岡井隆「歌はただ此の世の外の五位の声端的(たんてき)にいま結語を言へば」(「現代短歌」NO.83より)・・


 「現代短歌」NO.83(現代短歌社)の特集は「追悼 岡井隆」。佐伯裕子「『鵞卵亭』のリアリズム」と「岡井隆の秀歌50首」選、メール対談・加藤治郎VS大辻隆弘「岡井隆の歌集を読む」、「歌集解題全34冊」、林浩平「プリコラージュの詩学」など。

 興味をひかれたのは、加藤治郎と大辻隆弘の対談の冒頭で、「ベスト歌集は『人生の視える場所』『禁忌と好色』」とあって、お二人が初期に手にした歌集がいずれも現代歌人文庫『岡井隆歌集』であった、ということ。それに対して、佐伯裕子の「秀歌50首」には、『人生の視える場所』からも『禁忌と好色』からは一首も採られていなかったことだ。幅広く大部の数の歌だから、そういうこともあるだろうが、もしかしたら男性歌人と女性歌人では、抽いてくる歌が違ってくるのかも知れない。林浩平の論の結び近くに、


  (前略)岡井隆の文学論の書きぶりの大きな特徴は自ら語る「書き癖」に表れている。(中略)

 こうした書きぶりを「出たとこ勝負」と呼んでおきたい。入念に吟味した素材を用意して、隙のない論理構成で展開する論者というタイプではない。ありあわせの材料で出たとこ勝負、そんなプリコラージュ式の岡井の文学論は、滋味掬すべき味わいを持つテクストとなるのである。


 とある。愚生にとっては前衛短歌運動の岡井隆であったから、『土地よ、痛みを負え』であるが、改めて、驚き、手に取った歌集は、岡井隆が疾走し、短歌を書かなかった時期を経た直後に出た『鵞卵亭』である。愚生が書店員だった頃の、その詩歌の棚に、仕事で、その歌集を棚に差したときである。それ以来、さして読むことのなかった岡井隆を最後に読んだのは、晩年の大冊『ネフスキイ』である。果敢だとおもった。
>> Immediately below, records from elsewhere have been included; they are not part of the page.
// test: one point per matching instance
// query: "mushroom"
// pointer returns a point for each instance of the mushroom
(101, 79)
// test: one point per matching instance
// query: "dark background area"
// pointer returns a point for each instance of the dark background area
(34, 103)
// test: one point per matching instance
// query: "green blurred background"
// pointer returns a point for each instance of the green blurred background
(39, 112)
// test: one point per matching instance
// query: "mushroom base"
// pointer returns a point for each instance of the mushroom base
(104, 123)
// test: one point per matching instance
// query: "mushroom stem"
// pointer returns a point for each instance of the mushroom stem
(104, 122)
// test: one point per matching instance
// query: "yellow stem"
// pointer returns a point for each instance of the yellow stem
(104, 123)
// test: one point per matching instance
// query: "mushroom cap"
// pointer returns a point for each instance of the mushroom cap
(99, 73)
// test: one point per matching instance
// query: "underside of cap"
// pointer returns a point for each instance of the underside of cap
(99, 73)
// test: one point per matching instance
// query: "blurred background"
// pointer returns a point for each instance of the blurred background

 ひぐらしはうつとしもなく絶えぬれば四五日は〈躁〉やがて暗澹(あんたん)  隆


 あと一つの思い出は、たしか、東京で、坪内稔典らと開いた現代俳句シンポジウムの三橋敏雄と岡井隆の対談で、岡井隆が日野草城は俳句界でもっと見直されていいのではないかと語ったことである。そして、「子規新報」第2巻・第81号の宇田川寛之「となりの芝生―「短歌の現在・163回」の結びに、「『未来』の編集発行人は大辻隆弘氏が引き継ぐことになった」とあった。ともあれ、本誌本号より、いくつかの歌をランダムに挙げておこう。
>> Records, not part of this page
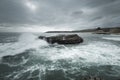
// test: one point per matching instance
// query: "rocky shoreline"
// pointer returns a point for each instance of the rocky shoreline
(98, 30)
(63, 39)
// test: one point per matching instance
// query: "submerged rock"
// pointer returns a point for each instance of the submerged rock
(63, 39)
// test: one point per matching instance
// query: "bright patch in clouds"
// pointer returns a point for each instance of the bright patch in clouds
(31, 5)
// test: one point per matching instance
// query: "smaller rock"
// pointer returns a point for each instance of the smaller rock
(63, 39)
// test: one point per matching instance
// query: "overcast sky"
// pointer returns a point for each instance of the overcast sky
(43, 15)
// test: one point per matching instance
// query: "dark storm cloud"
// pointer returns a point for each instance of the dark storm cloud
(73, 13)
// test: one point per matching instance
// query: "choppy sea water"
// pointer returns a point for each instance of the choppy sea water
(25, 57)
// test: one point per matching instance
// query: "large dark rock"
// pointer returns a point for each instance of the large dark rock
(63, 39)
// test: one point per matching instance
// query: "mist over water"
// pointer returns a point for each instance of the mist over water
(25, 57)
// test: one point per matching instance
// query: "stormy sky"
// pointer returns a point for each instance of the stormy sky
(45, 15)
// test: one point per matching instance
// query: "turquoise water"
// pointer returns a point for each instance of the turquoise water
(25, 57)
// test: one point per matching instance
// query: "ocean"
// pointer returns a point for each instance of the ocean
(25, 57)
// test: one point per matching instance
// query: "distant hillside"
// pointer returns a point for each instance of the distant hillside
(95, 30)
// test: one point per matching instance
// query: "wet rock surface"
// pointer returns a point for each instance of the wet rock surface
(63, 39)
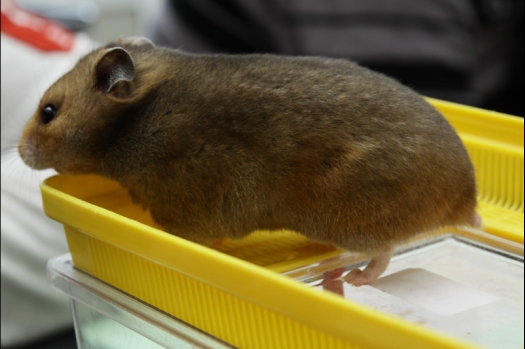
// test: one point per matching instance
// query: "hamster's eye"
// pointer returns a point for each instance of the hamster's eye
(48, 113)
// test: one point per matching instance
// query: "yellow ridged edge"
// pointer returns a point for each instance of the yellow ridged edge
(351, 323)
(312, 318)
 キシヲタオ・・・しその後(のち)に来んもの思(も)えば 夏曙(あけぼの)のerectio penis

 原子炉の火ともしごろを魔女ひとり膝に抑へてたのしむわれは

 詩歌などもはや救跋(きゅうばつ)につながらぬからき地上をひとり行くわれは

 来年もわれら同志でありうるかそれはわからぬそれが同志だ

 灰黄(かいこう)の枝をひろぐる林みゆ亡びんとする愛恋ひとつ

  右翼の木そそり立つ見ゆたまきわるわがうちにこそ茂りたつみゆ

 ヘイ 龍(ドラゴン)カム・ヒアといふ肥がするまつ暗だぜつていふ声が添ふ

 白鳥(はくてう)のねむれる沼を抱きながら夜もすがら濃くなりゆくウラン

 つきの光に花梨(くわりん)が青く垂れてゐる。ずるいなぁ先に時が満ち


 岡井隆(おかい・たかし) 1928年1月5日~2020年7月10日、享年92。名古屋市生まれ。